Social security is a major source of income for most seniors. Unfortunately, 88% of older adults do not understand how their maximum potential benefit is determined, according to a Nationwide survey. If you do not understand how Social Security benefits are awarded – or what you can do to increase your benefits – you may end up getting far less money than you qualify for.
Taking informed choices about social security benefits, it is important to know the three major factors that determine the amount of income schemes you receive during your senior years. Here are the three key factors.
1. Average Indexed Salary
Social Security uses a specific formula to determine how much your monthly check is. The key to this formula is the calculation of average indexed monthly income, or AIME.
To calculate AIME, the Social Security Administration looks back on your career and adjusts previous earnings to count on inflation using the average wage index (AWI) to assess how much inflation has occurred.
You won't necessarily get credit for every dollar you earned because Social Security cuts the amount of income you're taxed on. For 2019, for example, social security taxes are only collected on income up to $ 132,900. If you made $ 2 million in 2019, you will not have $ 2 million in income when deciding your average wages over your career. Instead of wages adjusted for inflation and included in the average calculation in 2019, it would be $ 132,900.
Your benefits are largely determined by your wages, so earning more now can increase the amount of social security benefits you receive as a senior. If you want to earn the highest possible social security benefits, look for opportunities to increase your earnings at any time. Negotiate your pay, ask to increase regularly, improve your skills, pursue campaigns, and take on side gigs, ways to increase your earnings today and increase your potential social benefits.
2. Your Most Profitable 35 Years
Social Security does not actually see your wages for each single year. When deciding your AIME, SSA only counts the 35 years you had the highest inflation-adjusted earnings. So, if you worked for 42 years, the seven years you had the lowest income do not count.
Unfortunately, if you did not work for a full 35 years, Social Security does not detect the average salary over the number of years you have been working. Instead, there are factors in $ 0 in revenue for the years you didn't work when calculating AIME. For example, if you worked for 25 years, you would have 10 years of income of $ 0 in your AIME, which reduces the average salary you get credit for.
To ensure that you do not end up with a number of years of $ 0 salary included in the AIME calculation, try working for at least 35 years. If you earn much near the end of your career, you may also want to work a few years longer so that these new higher salaries are included in AIME, forcing the first few years of low wages to fall so they are not counted in your AIME at all.
3. Your age when you begin to claim benefits
After AIME is calculated, Social Security uses a special formula to determine how much your monthly benefits will be. Your benefits are equal to 90% of AIME up to a certain income level, called a "bend point". Then you get 32% of the AIME up to the next "bend point" and 15% for all extra income. The bending points change each year based on changes in the average wage index.
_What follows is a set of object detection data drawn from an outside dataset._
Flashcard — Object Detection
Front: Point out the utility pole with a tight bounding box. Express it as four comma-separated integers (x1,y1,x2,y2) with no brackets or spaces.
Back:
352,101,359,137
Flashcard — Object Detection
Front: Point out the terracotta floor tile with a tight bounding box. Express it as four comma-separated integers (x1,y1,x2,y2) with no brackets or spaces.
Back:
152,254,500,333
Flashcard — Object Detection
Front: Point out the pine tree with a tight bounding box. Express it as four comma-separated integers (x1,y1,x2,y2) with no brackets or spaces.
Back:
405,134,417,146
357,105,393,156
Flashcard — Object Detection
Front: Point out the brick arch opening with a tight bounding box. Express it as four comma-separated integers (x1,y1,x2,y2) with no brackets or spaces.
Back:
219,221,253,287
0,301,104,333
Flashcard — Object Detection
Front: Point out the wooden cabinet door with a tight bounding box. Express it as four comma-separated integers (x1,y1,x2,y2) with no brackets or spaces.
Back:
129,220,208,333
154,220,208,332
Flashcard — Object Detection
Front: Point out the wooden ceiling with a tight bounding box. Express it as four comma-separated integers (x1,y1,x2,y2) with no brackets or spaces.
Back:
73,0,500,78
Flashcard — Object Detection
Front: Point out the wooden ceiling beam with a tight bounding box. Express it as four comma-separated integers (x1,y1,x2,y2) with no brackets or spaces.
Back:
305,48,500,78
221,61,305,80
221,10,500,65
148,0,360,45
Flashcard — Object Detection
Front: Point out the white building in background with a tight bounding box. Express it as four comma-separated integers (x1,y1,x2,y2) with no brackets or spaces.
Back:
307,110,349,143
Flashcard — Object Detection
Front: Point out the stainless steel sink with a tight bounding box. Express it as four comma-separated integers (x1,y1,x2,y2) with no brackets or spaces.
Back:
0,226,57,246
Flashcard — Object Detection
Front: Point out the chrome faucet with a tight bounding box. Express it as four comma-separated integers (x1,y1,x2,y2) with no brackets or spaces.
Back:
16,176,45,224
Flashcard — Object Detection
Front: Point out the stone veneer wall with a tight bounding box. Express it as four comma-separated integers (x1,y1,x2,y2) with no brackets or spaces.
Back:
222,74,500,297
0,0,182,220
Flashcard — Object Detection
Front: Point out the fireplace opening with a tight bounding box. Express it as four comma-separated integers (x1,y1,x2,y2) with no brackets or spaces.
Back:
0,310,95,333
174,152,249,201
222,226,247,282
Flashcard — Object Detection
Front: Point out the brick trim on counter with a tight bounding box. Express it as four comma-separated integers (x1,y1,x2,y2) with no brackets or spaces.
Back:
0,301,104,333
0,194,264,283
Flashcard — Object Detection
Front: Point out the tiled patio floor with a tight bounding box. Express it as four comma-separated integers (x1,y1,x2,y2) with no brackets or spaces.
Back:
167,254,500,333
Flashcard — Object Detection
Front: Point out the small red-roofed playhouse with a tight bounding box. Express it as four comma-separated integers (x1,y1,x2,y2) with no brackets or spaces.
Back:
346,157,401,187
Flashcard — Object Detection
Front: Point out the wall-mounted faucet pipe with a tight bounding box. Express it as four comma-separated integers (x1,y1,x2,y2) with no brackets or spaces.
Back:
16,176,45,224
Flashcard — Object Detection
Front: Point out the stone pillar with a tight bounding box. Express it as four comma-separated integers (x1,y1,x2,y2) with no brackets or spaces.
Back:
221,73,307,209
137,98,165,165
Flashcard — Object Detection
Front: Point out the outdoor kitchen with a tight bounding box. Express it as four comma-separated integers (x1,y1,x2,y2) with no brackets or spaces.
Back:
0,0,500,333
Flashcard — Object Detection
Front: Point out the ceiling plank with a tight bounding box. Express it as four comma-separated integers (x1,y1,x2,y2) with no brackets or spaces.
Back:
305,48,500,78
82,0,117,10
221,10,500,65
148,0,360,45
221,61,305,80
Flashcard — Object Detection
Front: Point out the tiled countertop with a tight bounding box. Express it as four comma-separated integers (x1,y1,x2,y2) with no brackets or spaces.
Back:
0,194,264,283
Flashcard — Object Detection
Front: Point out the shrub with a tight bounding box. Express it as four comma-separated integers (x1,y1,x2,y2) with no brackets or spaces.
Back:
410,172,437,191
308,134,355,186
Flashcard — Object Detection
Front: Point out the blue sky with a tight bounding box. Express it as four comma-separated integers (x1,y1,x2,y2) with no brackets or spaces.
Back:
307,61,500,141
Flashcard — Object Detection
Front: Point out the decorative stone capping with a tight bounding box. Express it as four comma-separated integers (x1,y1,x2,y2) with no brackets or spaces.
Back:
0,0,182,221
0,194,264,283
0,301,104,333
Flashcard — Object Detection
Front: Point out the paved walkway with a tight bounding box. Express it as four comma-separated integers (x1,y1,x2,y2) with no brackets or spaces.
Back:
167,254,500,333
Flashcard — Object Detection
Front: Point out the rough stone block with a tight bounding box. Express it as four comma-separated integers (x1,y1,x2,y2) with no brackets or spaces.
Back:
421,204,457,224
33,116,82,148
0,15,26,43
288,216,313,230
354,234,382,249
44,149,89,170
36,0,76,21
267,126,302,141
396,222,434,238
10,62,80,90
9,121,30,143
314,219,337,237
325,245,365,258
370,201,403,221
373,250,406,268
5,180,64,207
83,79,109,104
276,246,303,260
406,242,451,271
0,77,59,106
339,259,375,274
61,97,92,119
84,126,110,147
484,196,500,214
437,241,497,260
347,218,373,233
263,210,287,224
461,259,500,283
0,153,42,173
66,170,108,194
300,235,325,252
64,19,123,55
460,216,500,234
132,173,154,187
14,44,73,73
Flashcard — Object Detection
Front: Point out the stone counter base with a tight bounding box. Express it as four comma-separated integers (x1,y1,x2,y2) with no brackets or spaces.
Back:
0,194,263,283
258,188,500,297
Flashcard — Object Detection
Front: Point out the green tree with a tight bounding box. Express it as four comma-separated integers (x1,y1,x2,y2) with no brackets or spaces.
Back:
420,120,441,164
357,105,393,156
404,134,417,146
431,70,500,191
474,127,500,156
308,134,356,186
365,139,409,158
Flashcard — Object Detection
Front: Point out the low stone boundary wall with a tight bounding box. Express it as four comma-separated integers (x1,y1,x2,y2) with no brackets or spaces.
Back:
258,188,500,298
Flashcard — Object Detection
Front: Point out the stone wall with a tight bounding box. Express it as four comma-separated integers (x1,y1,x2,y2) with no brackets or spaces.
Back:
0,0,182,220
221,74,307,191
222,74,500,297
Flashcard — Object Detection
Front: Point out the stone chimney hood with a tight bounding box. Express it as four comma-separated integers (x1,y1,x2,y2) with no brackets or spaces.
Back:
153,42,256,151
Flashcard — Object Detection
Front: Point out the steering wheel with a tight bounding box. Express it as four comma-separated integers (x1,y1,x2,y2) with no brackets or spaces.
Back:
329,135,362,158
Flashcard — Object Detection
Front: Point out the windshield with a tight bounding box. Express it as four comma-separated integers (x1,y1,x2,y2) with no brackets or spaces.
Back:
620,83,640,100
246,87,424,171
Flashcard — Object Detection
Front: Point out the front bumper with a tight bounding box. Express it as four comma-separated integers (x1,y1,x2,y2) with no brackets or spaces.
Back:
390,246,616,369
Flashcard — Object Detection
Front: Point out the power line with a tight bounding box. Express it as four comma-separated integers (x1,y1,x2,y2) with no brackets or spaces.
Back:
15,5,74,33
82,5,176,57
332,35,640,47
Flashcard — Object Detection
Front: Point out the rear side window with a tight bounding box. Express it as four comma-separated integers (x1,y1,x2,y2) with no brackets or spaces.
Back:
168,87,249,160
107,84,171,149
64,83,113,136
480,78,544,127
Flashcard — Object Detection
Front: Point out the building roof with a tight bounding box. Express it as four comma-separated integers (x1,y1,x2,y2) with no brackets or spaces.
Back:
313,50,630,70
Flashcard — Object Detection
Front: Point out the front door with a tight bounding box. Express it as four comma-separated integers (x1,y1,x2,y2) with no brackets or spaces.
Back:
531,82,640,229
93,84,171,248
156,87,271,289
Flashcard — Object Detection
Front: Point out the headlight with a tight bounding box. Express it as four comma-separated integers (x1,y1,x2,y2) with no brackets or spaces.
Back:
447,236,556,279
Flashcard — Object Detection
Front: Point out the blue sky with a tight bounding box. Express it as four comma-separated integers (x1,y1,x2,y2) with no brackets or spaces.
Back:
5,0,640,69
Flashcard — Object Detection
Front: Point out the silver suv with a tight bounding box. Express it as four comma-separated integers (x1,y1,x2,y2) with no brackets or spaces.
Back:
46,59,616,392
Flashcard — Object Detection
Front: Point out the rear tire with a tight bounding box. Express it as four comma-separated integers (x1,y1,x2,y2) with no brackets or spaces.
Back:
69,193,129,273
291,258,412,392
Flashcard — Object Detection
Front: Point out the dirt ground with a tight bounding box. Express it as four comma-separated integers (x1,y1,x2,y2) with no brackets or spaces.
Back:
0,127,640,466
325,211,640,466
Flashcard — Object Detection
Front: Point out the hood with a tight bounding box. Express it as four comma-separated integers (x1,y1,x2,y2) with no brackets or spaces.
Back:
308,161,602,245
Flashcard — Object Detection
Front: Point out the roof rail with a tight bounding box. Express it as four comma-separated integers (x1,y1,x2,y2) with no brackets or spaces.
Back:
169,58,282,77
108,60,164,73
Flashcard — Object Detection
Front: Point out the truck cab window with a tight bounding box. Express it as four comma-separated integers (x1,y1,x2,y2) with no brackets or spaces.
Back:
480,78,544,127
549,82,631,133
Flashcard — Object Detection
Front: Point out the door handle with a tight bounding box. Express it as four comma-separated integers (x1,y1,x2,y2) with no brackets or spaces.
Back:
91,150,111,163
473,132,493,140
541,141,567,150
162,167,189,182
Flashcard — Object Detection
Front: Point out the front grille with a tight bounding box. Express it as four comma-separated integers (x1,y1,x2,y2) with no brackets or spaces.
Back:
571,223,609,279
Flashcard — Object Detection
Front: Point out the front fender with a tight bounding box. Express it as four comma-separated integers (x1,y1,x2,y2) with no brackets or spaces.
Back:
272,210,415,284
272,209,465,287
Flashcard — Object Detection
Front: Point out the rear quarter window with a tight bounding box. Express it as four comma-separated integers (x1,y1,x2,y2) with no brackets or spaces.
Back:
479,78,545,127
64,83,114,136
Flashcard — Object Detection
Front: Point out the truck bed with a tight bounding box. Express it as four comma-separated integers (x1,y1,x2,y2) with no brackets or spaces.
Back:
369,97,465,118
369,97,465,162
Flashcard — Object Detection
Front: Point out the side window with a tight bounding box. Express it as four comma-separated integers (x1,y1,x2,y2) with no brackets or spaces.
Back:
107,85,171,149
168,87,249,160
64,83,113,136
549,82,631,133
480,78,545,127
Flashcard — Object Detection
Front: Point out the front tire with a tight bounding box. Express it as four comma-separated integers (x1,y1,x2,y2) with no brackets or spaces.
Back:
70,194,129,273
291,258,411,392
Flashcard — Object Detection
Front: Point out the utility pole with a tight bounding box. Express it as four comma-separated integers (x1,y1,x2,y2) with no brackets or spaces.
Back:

This formula determines what the primary insurance amount is . However, you only collect your primary insurance amount if you require full retirement benefits. If you require benefits before FRA, your benefits are reduced. If you claim by FRA, your benefits increase because you earn late retirement credit up to 70 years.
If you decide to retire in a different age than FRA, you need to understand what impact this may have on your social security income. To claim early reduces the benefits of 5/9 of 1% per month for the first 36 months you retire before FRA. If you retire more than 36 months early, you lose an additional 5/12 of 1% for each previous month. If you retire at 62 when your FRA is 67, your benefits will be reduced by 30%.
But if you retire late, the benefits of 2/3 of 1% per month up to 70 years, when the bonus to delay maxes out. This chart shows how retirement at different ages can affect total monthly social security benefits.
Formerly retirees can significantly reduce your monthly performance but leave behind you giving you many benefits and have to hope you live long enough for higher monthly benefits to compensate for any income insurance you missed by waiting to claim. You can do simple math to find out how long you need to live to break even to delay the start of your social security benefits.
Maximizing Your Social Security Schemes
Now you know the major factors that are important for social security schemes: your wages during the highest 35 years of your career and the age at which you retire. Knowing this can help you maximize your benefits, as you might decide to work a little longer and delay your social security if you want your benefit to be as large as possible.